KrakenUniq SE overwrites the output when there is an early dot in the sample name #533

Open SannaAb opened 2 months ago

SannaAb commented 2 months ago

Description of the bug

Hi,

I noticed that krakenuniq overwrites the outputs for SE samples if you have a dot in the sample name. This is not an issue for PE samples. I will attach the command.sh for both SE and PE.

Thank you so much for the help :)

Command used and terminal output

No response

Relevant files

commands.zip

System information

version 1.1.8

jfy133 commented 2 months ago

Eek!
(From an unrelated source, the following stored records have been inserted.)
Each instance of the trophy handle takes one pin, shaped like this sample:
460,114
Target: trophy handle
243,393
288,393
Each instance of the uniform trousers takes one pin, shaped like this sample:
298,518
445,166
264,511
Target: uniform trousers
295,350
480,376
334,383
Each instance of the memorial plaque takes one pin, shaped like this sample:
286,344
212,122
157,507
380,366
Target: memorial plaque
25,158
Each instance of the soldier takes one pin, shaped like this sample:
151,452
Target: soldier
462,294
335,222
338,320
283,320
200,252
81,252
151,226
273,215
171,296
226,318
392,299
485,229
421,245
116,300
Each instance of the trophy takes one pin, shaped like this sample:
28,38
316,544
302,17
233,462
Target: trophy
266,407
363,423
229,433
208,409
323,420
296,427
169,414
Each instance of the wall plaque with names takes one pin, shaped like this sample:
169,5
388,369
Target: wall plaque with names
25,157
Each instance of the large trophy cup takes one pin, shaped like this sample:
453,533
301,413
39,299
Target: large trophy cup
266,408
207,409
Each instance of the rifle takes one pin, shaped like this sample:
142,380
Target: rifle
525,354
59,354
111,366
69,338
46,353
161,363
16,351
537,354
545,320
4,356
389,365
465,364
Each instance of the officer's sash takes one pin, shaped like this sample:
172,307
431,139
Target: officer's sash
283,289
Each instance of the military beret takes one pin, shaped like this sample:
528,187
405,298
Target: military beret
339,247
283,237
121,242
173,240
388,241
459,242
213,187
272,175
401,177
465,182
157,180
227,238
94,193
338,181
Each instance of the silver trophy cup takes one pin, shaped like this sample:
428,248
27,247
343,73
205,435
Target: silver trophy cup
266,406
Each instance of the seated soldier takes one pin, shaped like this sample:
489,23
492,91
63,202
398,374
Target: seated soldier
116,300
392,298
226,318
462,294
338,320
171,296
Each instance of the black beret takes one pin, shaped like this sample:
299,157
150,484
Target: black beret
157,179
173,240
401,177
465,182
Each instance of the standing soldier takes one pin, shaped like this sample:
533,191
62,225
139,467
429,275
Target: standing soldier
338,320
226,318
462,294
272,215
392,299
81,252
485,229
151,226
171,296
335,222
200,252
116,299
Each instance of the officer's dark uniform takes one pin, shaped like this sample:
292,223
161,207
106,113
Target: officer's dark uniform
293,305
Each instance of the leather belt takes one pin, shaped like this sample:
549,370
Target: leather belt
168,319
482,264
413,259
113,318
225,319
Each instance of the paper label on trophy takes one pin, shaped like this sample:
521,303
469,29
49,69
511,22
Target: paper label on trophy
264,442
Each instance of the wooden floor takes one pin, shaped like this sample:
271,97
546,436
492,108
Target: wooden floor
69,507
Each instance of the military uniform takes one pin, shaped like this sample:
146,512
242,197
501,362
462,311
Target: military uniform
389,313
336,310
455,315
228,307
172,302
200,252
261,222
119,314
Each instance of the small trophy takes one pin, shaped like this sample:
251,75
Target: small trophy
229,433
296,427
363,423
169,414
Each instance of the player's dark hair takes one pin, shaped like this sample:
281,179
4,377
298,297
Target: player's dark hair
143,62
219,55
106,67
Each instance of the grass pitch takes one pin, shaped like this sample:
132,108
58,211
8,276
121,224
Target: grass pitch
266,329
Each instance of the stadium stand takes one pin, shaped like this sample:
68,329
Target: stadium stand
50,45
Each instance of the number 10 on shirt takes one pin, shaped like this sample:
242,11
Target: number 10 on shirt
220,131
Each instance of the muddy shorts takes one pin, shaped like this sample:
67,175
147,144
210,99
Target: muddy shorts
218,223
Good eyes @SannaAb ! Will try to address ASAP

jfy133 commented 2 months ago

@SannaAb can you supply an aexample samplesheet where this happens?

jfy133 commented 2 months ago

OK I think I've replciated it by duplicating the 2612 SE in test.config and updating all the sample names int eh samplesheet to add . everywhere, iself note:

SannaAb commented 2 months ago

SampleSheeet_Taxprofiler.csv

So fast! :D Thanks, if you still need an example sheet this should work.

jfy133 commented 2 months ago

Basically this:

        strip_suffix() {
            local result=\$1
            # Strip any file extensions.
            echo "${result%%.*}"
        }

In the 'single end' condition of the PRELOADED_KRAKENUNIQ module is too aggressive beause %% is 'anything' whereas if we used just the single bash expansion operation of %.* it would only to the very last . (as used in the Paired End condition - but this is more complex).

However, this more aggresive %% bash expansion is problematic when we have .fastq.gz or .fastq files.

So need to find a way to account for both contexts.

jfy133 commented 2 months ago

I've ran out of time and I'm away from this afternoon until Monday.

If @Midnighter happens to have time (as he wrote this module), maybe he can fix it in the meantime.

jfy133 commented 1 month ago
            if [[ \$result =~ ".gz^"]]; then
                resulttmp=\${result%.gz}
                result="\${resulttmp%.*}"
            else;
                echo "\${result%.*}"
            fi

OI was trying this but it didn't work